A recently published follow-up research article has reported that the blood pressure-lowering drugs, statins and antihypertensives do not decrease the risk of Cardiovascular Disease among patients with an intermediate risk


A recently-conducted randomized trial called the Heart Outcomes Prevention Evaluation -3 trial (HOPE-3) had claimed that the usage of two types of blood pressure lowering drugs, statins (cholesterol-lowering drugs) and antihypertensives (blood pressure-reducing drugs), decreases the risk of Cardiovascular Disease in adult patients categorized as having an intermediate risk.
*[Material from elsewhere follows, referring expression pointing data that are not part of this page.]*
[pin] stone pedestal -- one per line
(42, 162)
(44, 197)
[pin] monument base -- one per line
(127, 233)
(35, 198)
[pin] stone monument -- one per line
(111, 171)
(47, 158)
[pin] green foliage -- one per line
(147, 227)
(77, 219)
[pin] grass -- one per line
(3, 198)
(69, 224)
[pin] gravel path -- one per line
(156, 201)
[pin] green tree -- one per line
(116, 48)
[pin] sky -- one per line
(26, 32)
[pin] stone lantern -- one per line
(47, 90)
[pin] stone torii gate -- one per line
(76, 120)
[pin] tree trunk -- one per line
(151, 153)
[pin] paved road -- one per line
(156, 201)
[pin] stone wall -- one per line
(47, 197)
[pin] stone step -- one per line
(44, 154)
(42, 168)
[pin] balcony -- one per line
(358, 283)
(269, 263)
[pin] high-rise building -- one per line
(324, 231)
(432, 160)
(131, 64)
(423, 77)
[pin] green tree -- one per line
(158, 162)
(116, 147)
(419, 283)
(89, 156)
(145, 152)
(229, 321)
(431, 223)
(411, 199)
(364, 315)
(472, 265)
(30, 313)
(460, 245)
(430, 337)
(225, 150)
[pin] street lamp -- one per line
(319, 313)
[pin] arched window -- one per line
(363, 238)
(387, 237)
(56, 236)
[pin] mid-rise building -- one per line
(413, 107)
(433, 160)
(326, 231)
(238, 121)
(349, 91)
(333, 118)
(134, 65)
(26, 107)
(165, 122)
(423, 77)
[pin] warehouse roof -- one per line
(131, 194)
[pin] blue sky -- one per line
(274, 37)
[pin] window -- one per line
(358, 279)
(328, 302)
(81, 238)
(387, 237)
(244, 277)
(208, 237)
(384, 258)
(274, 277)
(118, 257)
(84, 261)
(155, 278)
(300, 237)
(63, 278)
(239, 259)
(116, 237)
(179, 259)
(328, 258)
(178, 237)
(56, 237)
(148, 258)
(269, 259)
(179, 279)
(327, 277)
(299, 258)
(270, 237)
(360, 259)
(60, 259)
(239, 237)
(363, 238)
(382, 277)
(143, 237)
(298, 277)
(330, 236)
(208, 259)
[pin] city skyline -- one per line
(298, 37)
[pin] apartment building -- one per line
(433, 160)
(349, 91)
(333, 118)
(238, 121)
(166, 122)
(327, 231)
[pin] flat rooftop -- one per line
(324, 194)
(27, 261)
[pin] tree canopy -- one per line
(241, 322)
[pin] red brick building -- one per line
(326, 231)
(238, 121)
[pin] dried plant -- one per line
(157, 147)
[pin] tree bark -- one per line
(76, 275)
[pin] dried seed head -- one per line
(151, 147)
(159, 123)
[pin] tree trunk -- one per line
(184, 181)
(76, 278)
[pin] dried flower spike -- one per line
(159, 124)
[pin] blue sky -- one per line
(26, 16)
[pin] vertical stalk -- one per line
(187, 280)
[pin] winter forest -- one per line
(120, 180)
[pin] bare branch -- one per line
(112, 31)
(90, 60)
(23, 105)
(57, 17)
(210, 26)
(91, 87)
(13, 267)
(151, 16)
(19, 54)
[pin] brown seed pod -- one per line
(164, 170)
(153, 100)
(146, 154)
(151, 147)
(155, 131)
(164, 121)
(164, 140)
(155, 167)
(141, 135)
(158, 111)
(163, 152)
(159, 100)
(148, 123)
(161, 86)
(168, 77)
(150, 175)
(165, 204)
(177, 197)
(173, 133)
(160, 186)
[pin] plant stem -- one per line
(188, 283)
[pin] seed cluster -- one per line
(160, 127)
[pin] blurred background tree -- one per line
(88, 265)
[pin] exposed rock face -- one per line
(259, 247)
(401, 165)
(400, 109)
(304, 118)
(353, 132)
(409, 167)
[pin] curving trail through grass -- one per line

Contrarily, a new follow-up research article published in the British Medical Journal reports that statins and antihypertensives do not, in fact, reduce the risk of Cardiovascular Disease in patients with an intermediate risk.

To explore the effects of both types of drugs, researchers used a randomized controlled trial design and assigned participants into 2 groups: one group to receive a placebo and the other group to receive the active treatment (blood pressure-lowering drugs) over the course of several years.

During the study, 260 (4.1%) of patients within the active treatment group died from Cardiovascular Disease or suffered a non-fatal heart attack or stroke in comparison to 279 (4.4%) patients in the placebo group.

Researchers of this study concluded that the decrease in the mean blood pressure was only insignificantly greater within the active treatment group versus the placebo group (6.0/3.0mm Hg). Moreover, the authors add that neither of the drugs used in the trial have ever been demonstrated to lower the risk of Cardiovascular Disease at such low doses. They also add that these study results do not mean that there is no possibility that a portion of this low-risk population could benefit from longer treatment with blood pressure-lowering drugs.